There are Ansible playbooks available at ceph/cephadm-ansible to configure CephFS; however, I decided to set it up manually on some test VMs to gain a better understanding of the process.
I used Vagrant to create a couple of VMs. One with 3 x 500GB disks and one with 11 x 1TB disks.
Vagrant.configure("2") do |config|
config.vm.box = "generic/ubuntu2204"
config.vm.provider "libvirt" do |v|
v.memory = 8192
v.cpus = 4
(1..3).each do |i|
v.storage :file, :size => '500G'
end
end
config.vm.network :public_network, :dev => 'br0', :type => 'bridge'
end
After vagrant up, SSHed to the 3 disk node, which I will use to bootstrap the cluster.

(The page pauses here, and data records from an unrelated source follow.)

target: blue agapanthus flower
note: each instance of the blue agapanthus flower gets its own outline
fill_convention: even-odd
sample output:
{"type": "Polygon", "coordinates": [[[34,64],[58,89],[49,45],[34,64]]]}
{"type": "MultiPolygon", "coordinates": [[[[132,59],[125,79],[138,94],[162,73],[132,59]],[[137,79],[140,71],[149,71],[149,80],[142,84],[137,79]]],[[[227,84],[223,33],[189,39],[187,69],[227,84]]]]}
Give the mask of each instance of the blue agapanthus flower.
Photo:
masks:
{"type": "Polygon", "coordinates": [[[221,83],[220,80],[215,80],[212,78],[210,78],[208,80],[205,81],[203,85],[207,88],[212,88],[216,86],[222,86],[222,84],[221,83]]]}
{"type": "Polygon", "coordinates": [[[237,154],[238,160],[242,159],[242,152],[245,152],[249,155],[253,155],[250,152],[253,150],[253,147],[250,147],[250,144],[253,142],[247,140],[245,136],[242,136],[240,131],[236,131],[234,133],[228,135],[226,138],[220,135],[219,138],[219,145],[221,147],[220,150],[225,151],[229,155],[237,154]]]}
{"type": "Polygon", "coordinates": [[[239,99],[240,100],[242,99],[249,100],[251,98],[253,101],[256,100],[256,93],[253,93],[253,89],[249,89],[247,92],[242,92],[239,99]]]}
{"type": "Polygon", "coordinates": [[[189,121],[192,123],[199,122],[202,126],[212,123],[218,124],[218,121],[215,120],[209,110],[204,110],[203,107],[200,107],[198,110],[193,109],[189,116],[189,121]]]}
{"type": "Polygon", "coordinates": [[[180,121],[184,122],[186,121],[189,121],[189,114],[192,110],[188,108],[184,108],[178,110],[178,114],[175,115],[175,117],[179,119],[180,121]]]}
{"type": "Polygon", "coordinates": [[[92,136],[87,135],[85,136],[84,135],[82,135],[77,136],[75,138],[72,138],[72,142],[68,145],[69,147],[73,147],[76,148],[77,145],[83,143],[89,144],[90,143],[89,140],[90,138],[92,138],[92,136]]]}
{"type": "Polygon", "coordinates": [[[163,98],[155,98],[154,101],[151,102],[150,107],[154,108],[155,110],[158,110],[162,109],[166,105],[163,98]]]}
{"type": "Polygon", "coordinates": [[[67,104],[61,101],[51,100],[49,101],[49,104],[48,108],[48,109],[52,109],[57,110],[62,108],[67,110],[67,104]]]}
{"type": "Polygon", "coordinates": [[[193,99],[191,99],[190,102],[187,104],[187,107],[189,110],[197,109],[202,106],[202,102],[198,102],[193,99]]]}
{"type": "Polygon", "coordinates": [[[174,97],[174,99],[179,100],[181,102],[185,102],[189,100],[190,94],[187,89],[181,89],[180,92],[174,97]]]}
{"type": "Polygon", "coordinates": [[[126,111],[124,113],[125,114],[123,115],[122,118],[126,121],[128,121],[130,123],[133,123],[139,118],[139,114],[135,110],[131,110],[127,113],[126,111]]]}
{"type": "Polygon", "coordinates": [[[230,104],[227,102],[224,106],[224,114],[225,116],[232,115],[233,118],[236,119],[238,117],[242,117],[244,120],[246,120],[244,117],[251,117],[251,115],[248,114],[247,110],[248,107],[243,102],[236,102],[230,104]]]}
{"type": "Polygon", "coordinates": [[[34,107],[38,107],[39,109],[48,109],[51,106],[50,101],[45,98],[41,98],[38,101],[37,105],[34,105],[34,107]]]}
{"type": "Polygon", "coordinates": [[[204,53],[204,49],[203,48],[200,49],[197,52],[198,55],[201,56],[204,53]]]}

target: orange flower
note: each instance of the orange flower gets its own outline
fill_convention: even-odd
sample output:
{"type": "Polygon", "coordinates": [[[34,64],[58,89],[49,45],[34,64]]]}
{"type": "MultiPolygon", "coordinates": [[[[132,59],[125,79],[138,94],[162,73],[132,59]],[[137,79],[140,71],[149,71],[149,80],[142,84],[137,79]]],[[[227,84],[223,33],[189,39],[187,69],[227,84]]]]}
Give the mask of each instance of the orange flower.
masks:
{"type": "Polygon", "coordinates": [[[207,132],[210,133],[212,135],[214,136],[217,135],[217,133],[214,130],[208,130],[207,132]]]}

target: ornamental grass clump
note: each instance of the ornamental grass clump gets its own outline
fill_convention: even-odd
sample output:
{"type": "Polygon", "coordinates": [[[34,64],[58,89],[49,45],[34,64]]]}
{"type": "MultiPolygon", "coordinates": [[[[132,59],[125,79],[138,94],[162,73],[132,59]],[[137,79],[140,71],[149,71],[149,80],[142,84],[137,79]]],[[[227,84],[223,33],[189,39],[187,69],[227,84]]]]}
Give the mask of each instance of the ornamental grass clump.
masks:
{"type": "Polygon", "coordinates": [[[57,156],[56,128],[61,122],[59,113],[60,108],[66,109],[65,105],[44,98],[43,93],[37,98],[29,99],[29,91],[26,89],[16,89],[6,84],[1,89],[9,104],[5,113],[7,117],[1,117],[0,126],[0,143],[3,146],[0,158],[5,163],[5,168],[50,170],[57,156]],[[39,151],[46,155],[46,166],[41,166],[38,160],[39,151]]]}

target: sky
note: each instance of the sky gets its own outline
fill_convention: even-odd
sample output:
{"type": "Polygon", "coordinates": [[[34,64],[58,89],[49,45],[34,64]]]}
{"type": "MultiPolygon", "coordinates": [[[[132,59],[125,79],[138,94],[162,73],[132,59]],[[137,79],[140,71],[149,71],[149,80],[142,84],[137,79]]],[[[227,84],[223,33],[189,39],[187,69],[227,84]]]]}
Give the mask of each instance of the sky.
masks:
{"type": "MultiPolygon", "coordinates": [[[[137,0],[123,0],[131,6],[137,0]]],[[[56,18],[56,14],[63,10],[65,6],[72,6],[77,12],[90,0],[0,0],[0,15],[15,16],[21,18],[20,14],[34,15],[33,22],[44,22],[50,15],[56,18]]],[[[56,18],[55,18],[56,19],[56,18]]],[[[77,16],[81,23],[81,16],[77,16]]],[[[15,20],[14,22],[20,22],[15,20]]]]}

Install the cephadm tool, which installs docker.io and other packages needed.
apt install cephadm
Set the hostname and run cephadm:
hostnamectl set-hostname host226.ocl.cl.cam.ac.uk
cephadm bootstrap --mon-ip 128.232.124.226 --allow-fqdn-hostname
After that completes the admin interface is available on port 8443 and the initial password is given. This needs to be changed on first login.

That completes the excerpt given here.